In C++ and with the Python interface, an external graphical post-processor has to be used (for instance, gmsh, Mayavi2, PyVista or Paraview). With Scilab and Matlab/Octave interfaces, the internal plot facilities can be used (see the result The obtained mesh.).
Definition of finite element methods and integration method¶
We will define three finite element methods. The first one, mfu, is to approximate the displacement field which is a vector field. Its definition in C++ is
getfem::mesh_fem mfu(mesh, 2);
mfu.set_classical_finite_element(elements_degree);
where the argument 2 stands for the dimension of the vector field. The second line sets the finite element used, where classical_finite_element means a continuous Lagrange element. Remember that elements_degree has been set to 2 which means that we will use quadratic (isoparametric) elements.

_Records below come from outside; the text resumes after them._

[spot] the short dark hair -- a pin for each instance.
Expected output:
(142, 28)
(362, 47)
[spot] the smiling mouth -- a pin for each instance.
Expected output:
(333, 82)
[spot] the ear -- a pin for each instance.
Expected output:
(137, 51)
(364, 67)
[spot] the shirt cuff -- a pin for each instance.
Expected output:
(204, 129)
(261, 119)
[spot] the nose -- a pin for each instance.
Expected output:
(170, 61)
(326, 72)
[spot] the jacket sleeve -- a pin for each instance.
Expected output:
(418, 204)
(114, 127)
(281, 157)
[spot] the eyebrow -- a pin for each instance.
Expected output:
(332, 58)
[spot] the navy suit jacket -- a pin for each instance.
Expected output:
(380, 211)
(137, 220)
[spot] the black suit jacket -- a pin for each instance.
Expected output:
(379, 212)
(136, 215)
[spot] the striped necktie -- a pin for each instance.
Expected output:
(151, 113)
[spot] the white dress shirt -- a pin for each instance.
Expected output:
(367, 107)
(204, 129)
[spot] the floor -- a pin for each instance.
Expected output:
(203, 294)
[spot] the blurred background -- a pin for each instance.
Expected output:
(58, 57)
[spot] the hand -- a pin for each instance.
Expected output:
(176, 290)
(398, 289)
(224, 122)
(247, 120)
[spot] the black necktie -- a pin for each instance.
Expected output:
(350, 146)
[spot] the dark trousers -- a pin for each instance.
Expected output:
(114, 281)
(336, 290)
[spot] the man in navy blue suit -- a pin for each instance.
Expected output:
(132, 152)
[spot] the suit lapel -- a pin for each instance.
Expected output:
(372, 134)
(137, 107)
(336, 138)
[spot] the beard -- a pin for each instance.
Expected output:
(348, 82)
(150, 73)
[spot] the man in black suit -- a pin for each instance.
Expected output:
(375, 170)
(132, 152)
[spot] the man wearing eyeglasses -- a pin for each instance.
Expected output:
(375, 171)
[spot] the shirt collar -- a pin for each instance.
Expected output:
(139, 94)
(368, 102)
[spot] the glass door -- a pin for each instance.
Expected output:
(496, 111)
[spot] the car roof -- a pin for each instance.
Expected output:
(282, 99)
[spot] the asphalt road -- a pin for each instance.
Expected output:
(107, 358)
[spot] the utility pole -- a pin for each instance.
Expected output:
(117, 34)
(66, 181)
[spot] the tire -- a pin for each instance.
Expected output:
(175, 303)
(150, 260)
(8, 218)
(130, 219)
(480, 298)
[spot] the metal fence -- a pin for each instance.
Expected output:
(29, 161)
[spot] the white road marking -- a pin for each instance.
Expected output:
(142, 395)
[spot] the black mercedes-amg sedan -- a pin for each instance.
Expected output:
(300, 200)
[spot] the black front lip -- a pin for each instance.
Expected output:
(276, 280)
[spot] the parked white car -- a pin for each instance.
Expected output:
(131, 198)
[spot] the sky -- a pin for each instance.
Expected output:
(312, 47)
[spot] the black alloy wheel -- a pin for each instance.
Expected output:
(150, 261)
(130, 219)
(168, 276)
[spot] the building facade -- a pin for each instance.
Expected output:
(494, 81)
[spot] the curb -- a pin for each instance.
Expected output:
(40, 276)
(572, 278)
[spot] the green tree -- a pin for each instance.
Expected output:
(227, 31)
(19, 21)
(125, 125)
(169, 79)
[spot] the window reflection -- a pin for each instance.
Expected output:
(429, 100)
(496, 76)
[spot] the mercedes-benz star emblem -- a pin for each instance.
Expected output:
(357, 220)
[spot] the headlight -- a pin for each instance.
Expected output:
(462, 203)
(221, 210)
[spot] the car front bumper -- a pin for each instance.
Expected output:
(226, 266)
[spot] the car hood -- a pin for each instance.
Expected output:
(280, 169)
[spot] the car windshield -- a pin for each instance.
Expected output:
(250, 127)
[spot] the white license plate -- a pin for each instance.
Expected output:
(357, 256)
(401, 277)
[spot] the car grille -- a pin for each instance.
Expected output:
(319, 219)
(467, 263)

There is a wide choice of pre-existing finite element methods in GetFEM, see Appendix A. Finite element method list. However, Lagrange finite element methods are the most common in practice.
The second finite element method is a scalar one, mft, which will approximate both the temperature and the electric potential fields. Several finite element variables can share the same finite element method if necessary.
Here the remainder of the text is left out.